Оставлю для истории и этот шедевр

----------


## Dravida das

Ну и более крупным планом

----------


## Dravida das

Нам уже больше нечем привлечь людей как Сантой и рождественскими хороводами?

----------


## Ямуначарья дас

Мы пока не рагануга-бхакты ("следующие за [трансцендентным] вкусом"), мы пока садхана-бхакты. Когда мы хотим удовлетворить Кришну, мы должны узнать из авторитетного источника, как это сделать. Поэтому все поклонение Божествам в ИСККОН авторизовано и стандартизовано. Если мы хотим удовлетворить _свои_ чувства, мы будем делать так, как _нам_ "прикольно". А "прикольно" нам может быть все, что предлагает современная материалистическая культура: мушкетеры, Деды Морозы кока-кольные и пр.

----------


## Инна82

Считаю, что действительно не нужно так одевать Божеств, так как это противоречит авторитетному источнику. Только вот я считаю, что конфликты между преданными в этой теме Кришне не нравятся больше, чем с любовью красиво одетые Божества в "не те" одежды.
А зачем обсуждать листовки храма? Это же не ваша ответственность. Не нравится что-то  - сообщите старшим, пусть обратят внимание. Лучше всем следить за своими обязанности, и мне, конечно же, тоже.
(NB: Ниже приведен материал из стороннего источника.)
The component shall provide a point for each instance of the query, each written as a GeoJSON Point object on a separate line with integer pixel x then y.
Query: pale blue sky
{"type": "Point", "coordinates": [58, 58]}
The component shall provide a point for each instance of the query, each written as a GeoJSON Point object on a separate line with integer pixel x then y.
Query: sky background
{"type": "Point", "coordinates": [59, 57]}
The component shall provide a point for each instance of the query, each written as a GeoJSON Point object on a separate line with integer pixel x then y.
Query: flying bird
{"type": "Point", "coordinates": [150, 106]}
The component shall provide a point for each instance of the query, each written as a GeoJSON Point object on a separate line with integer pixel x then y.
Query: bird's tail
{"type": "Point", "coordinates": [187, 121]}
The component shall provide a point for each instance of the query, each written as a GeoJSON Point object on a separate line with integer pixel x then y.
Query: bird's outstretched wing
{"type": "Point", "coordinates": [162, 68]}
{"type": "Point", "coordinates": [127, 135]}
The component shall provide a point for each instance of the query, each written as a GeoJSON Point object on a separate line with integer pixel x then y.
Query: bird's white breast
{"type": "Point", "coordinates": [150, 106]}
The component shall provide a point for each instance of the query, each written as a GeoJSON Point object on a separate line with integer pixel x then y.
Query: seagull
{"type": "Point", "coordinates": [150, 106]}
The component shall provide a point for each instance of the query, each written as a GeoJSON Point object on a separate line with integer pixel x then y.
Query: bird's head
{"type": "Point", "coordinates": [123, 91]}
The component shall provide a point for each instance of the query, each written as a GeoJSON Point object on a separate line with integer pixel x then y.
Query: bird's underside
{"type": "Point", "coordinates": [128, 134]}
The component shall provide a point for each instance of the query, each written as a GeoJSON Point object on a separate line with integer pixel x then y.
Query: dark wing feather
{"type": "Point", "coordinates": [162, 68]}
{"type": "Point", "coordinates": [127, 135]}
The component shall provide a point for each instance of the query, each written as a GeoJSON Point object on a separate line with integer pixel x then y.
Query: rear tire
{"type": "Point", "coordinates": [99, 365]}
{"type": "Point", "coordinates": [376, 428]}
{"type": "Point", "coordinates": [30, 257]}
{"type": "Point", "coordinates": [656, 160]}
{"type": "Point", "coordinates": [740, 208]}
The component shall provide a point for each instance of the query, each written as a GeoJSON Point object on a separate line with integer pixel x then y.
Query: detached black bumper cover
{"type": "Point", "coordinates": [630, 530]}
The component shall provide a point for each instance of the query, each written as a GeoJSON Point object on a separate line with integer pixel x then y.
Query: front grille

Матаджи (простите, я из простых. Где-то видела в темах,что вы просите по другому себя называть, но не помню как). Это фото пятнадцатилетней давности и если оно попало в сеть, это не значит, что его все будут обсуждать. Тем более новички, которые с 0,001 процентной вероятностью увидят это фото. Так что всё хорошо.

----------


## Dravida das

Обсуждать надо затем чтобы преданные не считали это правильным и далее не было таких прецедентов.

----------


## Kasturika d.d.

> Обсуждать надо затем чтобы преданные не считали это правильным и далее не было таких прецедентов.


С 2007-ого года, кажется, обсуждают, а воз и ныне там? Возможно, не в соцсетях надо "обсуждать"/осуждать (на радость всему миру), а на авторитетных площадках?

----------


## Nada-bindu-vidharini dd

а пиццы,вареники,колбаски ,пироги уже обсуждали?
а как любим ведь....

----------


## Raja Kumari dasi

> Матаджи (простите, я из простых. Где-то видела в темах,что вы просите по другому себя называть, но не помню как).


Если это вы мне, то *можно* называть "матаджи", это правильно. Вы написали правильно. 
Неправильно - это ставить рядом слово "матаджи" и мирское или духовное имя, отбросив "даси". Шрила Прабхупада так не делал. Например, "Матаджи Инна" - неправильно. Правильно просто "Матаджи" или просто "Инна". В зависимости от того, какие отношения, кто обращается. Почему? Если кратко, потому что матерей не называют по имени, и достаточно просто уважительного "матаджи". А самое уважительное - это "Шримати + духовное имя", но я вовсе не просила так себя называть ))) Я лишь писала, как принято у Вайшнавов ) 




> если оно попало в сеть, это не значит, что его все будут обсуждать.


Да это неважно, будут обсуждать или нет  :smilies: . Важно то, что образы влияют на сознание, даже без обсуждения. У нас общество _для осознания Кришны_. Неавторитетные алтари не способствуют осознаванию Бога у тех, кто даже просто видит их ). Неверные образы свидетельствуют о неверно транслируемой философии сампрадайи. *Наша философия учит, что Бог и Его форма - неотличны друг от друга.* Кришна - не Санта-Клаус, не папа Карло, не Зевс или еще кто. Есть указания в шастрах, как Бог выглядит. Ему не интересны мирские временные сказки или мифы. Все Его расы описаны. Пуджари не имеют права наряжать Божеств, выдумывая свои способы, отодвигая указания учителей, приписывая Богу какие-то настроения или игры от себя. 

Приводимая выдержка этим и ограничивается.